If the Company was to put in writing that he was not covered they would have to quote the part of the policy specially stating where it says this which would answer Rumratt's question.

The company can't decide since they don't like the idea of using a car in an Autoschool that the Insured won't be covered, all Insurance is, is a Contract and the Carrier, Lawyers and the court of law as well as a State Insurance Department are the ones that can determine coverage.

BTW I am answering Rumratt's question directly but I agree that there is definitely a possiblity that the Carrier would non-renew his policy if they were to find out especially by his own admittance that he intends to use the car for a driving school.


----------



## Elwood (Dec 20, 2002)

AF-RX8 said:


> If the Company was to put in writing that he was not covered they would have to quote the part of the policy specially stating where it says this which would answer Rumratt's question.
> 
> The company can't decide since they don't like the idea of using a car in an Autoschool that the Insured won't be covered, all Insurance is, is a Contract and the Carrier, Lawyers and the court of law as well as a State Insurance Department are the ones that can determine coverage.
> 
> BTW I am answering Rumratt's question directly but I agree that there is definitely a possiblity that the Carrier would non-renew his policy if they were to find out especially by his own admittance that he intends to use the car for a driving school.

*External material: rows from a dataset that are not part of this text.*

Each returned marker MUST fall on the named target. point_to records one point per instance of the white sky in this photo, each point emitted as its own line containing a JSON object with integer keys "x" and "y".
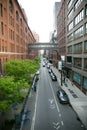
{"x": 40, "y": 16}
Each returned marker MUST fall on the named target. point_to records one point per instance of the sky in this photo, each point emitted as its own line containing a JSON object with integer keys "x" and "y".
{"x": 40, "y": 16}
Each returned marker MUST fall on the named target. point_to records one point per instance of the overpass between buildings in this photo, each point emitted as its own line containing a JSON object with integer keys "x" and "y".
{"x": 43, "y": 46}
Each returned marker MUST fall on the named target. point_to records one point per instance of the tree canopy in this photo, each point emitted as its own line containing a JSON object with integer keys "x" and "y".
{"x": 17, "y": 78}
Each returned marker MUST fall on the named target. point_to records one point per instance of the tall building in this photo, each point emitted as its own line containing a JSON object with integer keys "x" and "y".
{"x": 61, "y": 28}
{"x": 15, "y": 34}
{"x": 72, "y": 40}
{"x": 77, "y": 42}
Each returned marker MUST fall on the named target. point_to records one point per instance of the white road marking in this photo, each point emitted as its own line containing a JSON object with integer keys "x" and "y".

 USAA excludes all "SPEED" events


----------



## racerdave (Sep 15, 2003)

IMHO... be prepared to cover the cost of any track/autox incidents yourself. Don't expect insurance to cover anything. If you can't swing it, don't do it.

That's why I got a $4K shifter kart... I can trash the thing and not break the bank (assuming I don't wreck *myself* too badly...)


----------



## ///M-Spec (Jun 3, 2004)

Chiming in late on this, but I wouldn't be too concerned about damage at an autocross, rumratt. You're much more likely to get into a wreck driving to and from the event than at it.

Any autocross that has a proficient safety steward that is actually doing his job should be very safe unless you are driving like an idiot, in which case you'll be asked to leave in short order. The courses are set up with plenty of margin for error and the speeds are low compared to track events. I'd be much more concerned for the safety of the corner workers than someone behind the wheel. Of course, this is dependant on the sanctioning body... but stick with SCCA and BMWCCA and you should be fine.

In short, go for it, keep you head on and have fun.


----------



## TeamM3 (Dec 24, 2002)

many, many years ago my street car was hit in an on track collision with another car at, of all places, a drag strip! 

Ended up costing me around $6k - $7k out of pocket  


worst autox incident in 10 yrs of action is a small dent from sliding sideways into a finish line timing light, I have seen cars get totaled by trees, light poles, etc. In almost every case it's driver error (including my timing light dent incident, tried to force the car to override the laws of physics) so don't do anything stupid and you should be ok. :dunno:


----------